US condemns latest wave of Muslim-Christian violence

The United States Embassy has condemned the violence that broke out in Cairo on Sunday outside the Coptic Orthodox Cathedral and the clashes that led to them in Qalyubiya on Friday.

Four people were killed in Qalyubiya’s Khosous as Muslims and Christians engaged in armed encounters.

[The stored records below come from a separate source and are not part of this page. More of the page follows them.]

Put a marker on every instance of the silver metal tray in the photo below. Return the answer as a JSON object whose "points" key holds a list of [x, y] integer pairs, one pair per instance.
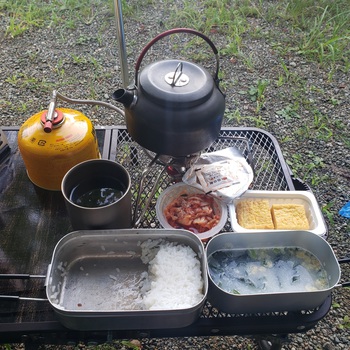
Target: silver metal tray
{"points": [[80, 283]]}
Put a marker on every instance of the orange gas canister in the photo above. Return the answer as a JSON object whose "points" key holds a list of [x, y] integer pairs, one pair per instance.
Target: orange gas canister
{"points": [[50, 148]]}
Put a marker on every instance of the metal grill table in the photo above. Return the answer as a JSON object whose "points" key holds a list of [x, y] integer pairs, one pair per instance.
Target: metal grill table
{"points": [[33, 220]]}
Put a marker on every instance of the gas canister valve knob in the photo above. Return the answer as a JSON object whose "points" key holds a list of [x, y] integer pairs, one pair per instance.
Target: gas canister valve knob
{"points": [[51, 119]]}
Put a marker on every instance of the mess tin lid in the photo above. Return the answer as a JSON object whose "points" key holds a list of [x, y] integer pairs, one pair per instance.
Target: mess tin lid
{"points": [[176, 84]]}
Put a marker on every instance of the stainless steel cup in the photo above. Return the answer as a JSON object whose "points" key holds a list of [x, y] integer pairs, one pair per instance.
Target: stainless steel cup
{"points": [[116, 214]]}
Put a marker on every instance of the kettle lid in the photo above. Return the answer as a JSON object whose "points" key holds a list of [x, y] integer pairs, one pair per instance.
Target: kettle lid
{"points": [[176, 83]]}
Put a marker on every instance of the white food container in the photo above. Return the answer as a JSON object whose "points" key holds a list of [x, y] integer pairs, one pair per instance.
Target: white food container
{"points": [[312, 209], [174, 191]]}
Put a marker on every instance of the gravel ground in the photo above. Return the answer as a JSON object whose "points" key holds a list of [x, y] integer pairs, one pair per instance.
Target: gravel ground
{"points": [[83, 63]]}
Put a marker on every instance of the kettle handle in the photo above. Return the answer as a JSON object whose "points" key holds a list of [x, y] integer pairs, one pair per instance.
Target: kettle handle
{"points": [[173, 31]]}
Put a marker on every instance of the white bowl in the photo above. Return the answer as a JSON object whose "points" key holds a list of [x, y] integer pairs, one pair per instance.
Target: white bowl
{"points": [[174, 191]]}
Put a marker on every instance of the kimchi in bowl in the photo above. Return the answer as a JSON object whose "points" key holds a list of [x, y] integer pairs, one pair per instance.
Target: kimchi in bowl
{"points": [[181, 206]]}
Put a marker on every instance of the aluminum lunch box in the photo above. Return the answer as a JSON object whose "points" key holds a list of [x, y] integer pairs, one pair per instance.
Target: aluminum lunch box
{"points": [[269, 302], [80, 279]]}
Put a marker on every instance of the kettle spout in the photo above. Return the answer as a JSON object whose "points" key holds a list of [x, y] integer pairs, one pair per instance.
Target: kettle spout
{"points": [[123, 96]]}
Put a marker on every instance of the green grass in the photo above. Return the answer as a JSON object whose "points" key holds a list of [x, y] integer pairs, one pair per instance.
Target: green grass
{"points": [[319, 30]]}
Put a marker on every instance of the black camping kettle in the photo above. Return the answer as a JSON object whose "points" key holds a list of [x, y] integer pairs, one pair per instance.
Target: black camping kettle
{"points": [[175, 107]]}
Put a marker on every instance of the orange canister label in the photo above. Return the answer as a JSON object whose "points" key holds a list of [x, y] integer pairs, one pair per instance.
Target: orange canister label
{"points": [[48, 156]]}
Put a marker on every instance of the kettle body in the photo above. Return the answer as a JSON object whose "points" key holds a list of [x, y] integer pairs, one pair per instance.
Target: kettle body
{"points": [[49, 155], [175, 107]]}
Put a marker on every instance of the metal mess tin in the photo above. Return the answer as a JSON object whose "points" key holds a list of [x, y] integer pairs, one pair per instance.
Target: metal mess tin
{"points": [[279, 301], [84, 266]]}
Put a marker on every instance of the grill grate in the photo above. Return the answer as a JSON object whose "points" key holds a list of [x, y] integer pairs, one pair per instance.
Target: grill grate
{"points": [[258, 147]]}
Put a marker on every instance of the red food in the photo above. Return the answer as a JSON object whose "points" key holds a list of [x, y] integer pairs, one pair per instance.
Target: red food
{"points": [[194, 212]]}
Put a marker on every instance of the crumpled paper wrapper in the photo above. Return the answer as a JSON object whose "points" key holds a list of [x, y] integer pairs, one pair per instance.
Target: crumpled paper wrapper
{"points": [[224, 174]]}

The events were reportedly sparked after a group of boys had spray-painted derogatory graffiti on the walls of an Islamic school.

Following a funeral service at the cathedral, the office of Orthodox Church head Pope Tawadros II, the procession was assaulted by unknown attackers, which sparked further battles leading to the death of two and the injury of 89, according to the Ministry of Health.

In its statement, the US Embassy welcomes President Mohamed Morsy’s decision to launch an investigation into the events.

“Ambassador Patterson and the entire staff of the Embassy convey our deepest condolences to the friends and families of the Egyptians – both Christian and Muslim – who were killed or injured in the recent violence in Khosous and Abassiyya”, read the statement published on the Embassy’s facebook page.

“It is the responsibility of the state to protect all of its citizens,” it concluded.

The European Union too has voiced concern over the recent violence. "I am extremely worried about the violent incidents at the Abbasseya Coptic Cathedral in Cairo. On hearing the news I immediately contacted the presidency, strongly urging restraint and for the security forces to control the situation," Catherine Ashton, the EU’s foreign policy chief, said in a statement.